Value of serum tumor markers in early differential diagnosis of spinal tumors and spinal infections.

Abstract

Objectives: The early imaging features of spinal tumors and spinal infections are similar, and the lack of specific early diagnostic indicators can lead to misdiagnosis or missed diagnosis. Although serum tumor markers have been widely used in early cancer screening, spinal tumors are mostly metastatic, lacking specific markers, and some patients with spinal tumors may even test negative for tumor markers. Therefore, the role of tumor markers in the early differential diagnosis of spinal tumors remains unclear. This study aims to investigate the value of tumor markers in the early differential diagnosis of spinal tumors and spinal infection.

Methods: We retrospectively analyzed the clinical data of 221 patients with spinal bone destruction admitted to Xiangya Hospital of Central South University between April 2017 and October 2022. Peripheral blood levels of 10 tumor markers were measured upon admission, including carcinoembryonic antigen (CEA), alpha fetoprotein (AFP), neuron-specific enolase (NSE), cytokeratin 19 fragment antigen 21-1 (cyfra21-1), carbohydrate antigen 199 (CA199), carbohydrate antigen 125 (CA125), carbohydrate antigen 72-4 (CA72-4), pepsinogen I (PGI), pepsinogen II (PGII), and the PGI/PGII ratio (PGR). Univariate Logistic analysis was used to screen relevant variables, and the correlation between tumor markers was analyzed. Multivariate Logistic regression was then employed to identify risk and protective factors. The optimal cut-off values were calculated using the receiver operating characteristic (ROC) curve and Youden index, and a differential diagnosis model for early spinal tumors and spinal infections was constructed based on the selected indicators. Diagnostic performance was then evaluated.

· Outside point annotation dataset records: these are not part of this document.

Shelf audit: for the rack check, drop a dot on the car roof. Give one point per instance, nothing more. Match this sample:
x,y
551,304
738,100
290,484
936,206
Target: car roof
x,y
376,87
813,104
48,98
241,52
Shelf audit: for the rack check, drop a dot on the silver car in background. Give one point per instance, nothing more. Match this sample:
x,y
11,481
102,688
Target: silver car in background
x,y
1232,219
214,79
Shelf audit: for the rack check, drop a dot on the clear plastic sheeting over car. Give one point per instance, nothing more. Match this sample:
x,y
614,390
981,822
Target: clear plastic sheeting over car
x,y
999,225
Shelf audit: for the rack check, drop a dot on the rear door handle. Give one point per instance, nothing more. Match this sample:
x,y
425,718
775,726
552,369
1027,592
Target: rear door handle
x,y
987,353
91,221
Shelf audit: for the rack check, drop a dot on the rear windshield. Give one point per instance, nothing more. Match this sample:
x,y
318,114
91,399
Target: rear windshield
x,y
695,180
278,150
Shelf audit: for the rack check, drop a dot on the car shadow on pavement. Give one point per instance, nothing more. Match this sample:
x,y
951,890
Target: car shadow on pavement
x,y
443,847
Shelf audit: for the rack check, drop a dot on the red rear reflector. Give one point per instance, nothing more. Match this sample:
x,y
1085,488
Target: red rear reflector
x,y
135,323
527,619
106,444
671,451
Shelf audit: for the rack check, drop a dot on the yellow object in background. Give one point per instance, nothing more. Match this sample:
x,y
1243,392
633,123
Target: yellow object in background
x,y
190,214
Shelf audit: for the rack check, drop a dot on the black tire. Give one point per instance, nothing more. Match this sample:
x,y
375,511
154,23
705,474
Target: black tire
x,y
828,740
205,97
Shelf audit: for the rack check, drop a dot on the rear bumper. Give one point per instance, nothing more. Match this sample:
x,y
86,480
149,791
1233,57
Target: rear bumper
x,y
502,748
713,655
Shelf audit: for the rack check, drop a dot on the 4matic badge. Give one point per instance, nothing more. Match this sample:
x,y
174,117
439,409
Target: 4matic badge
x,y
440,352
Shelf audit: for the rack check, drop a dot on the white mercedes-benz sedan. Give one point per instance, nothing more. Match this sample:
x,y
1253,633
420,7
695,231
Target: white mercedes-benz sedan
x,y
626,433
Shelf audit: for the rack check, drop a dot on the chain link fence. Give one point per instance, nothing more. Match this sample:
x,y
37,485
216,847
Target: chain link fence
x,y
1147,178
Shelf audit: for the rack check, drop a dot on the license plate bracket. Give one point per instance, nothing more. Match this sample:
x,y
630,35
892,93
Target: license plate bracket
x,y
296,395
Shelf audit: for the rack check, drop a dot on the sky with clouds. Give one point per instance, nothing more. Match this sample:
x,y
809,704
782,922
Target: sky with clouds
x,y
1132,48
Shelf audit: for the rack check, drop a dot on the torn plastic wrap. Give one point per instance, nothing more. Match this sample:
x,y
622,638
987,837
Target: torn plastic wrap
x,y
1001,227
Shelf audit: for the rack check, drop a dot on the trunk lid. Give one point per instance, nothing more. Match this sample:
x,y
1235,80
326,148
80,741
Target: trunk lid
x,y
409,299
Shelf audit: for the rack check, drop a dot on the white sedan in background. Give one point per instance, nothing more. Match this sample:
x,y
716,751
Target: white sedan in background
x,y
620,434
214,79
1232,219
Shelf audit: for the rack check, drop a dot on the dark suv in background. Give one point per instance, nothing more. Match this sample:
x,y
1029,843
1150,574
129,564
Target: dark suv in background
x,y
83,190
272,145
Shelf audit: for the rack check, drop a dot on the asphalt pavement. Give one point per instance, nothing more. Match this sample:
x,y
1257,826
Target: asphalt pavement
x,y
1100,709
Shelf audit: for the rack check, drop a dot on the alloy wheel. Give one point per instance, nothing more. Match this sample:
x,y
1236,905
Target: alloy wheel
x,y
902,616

Results: According to the pathological diagnosis, 91 patients had spinal tumors, and 130 patients had spinal infections. The levels of CEA, AFP, NSE, cyfra21-1, CA199, and CA72-4 were higher in the spinal tumor group than those in the spinal infection group, while PGR was lower, with statistically significant differences (all P<0.05). Univariate Logistic analysis showed significant differences in CEA, AFP, NSE, cyfra21-1, CA199, CA125, CA72-4, and PGR (all P<0.05). Correlation analysis indicated a strong positive correlation between CEA and cyfra21-1, CA199, and CA125, as well as a strong negative correlation of PGII with PGI and PGR. Multivariate Logistic analysis identified AFP and cyfra21-1 as risk factors (P<0.01) and PGR as a protective factor (P<0.05). When the standard cut-off values (AFP<20 ng/mL, cyfra21-1< 3.3 ng/mL, and PGR>3) were applied, AFP had a sensitivity of 3.3% and accuracy of 60.2%, cyfra21-1 had a sensitivity of 20.9% and accuracy of 66.1%, and PGR had a sensitivity of 2.2% and accuracy of 59.3%. The AUC of the early spinal tumor diagnosis model was 0.623. Using the optimal cut-off values (AFP<1.625 ng/mL, cyfra21-1<1.175 ng/mL, and PGR>11.05) from the ROC curve, AFP had a sensitivity of 69.2% and accuracy of 64.7%, cyfra21-1 had a sensitivity of 68.1% and accuracy of 70.1%, and PGR had a sensitivity of 62.6% and accuracy of 57.5%, with the model's AUC at 0.772.

Conclusions: A comparative analysis of 10 serum tumor markers reveals that AFP, cyfra21-1, and PGR are significantly associated with spinal tumors. The diagnostic model constructed based on these 3 markers shows promising predictive performance and may be helpful to the differentiation for the early clinical diagnosis of spinal tumors and spinal infection.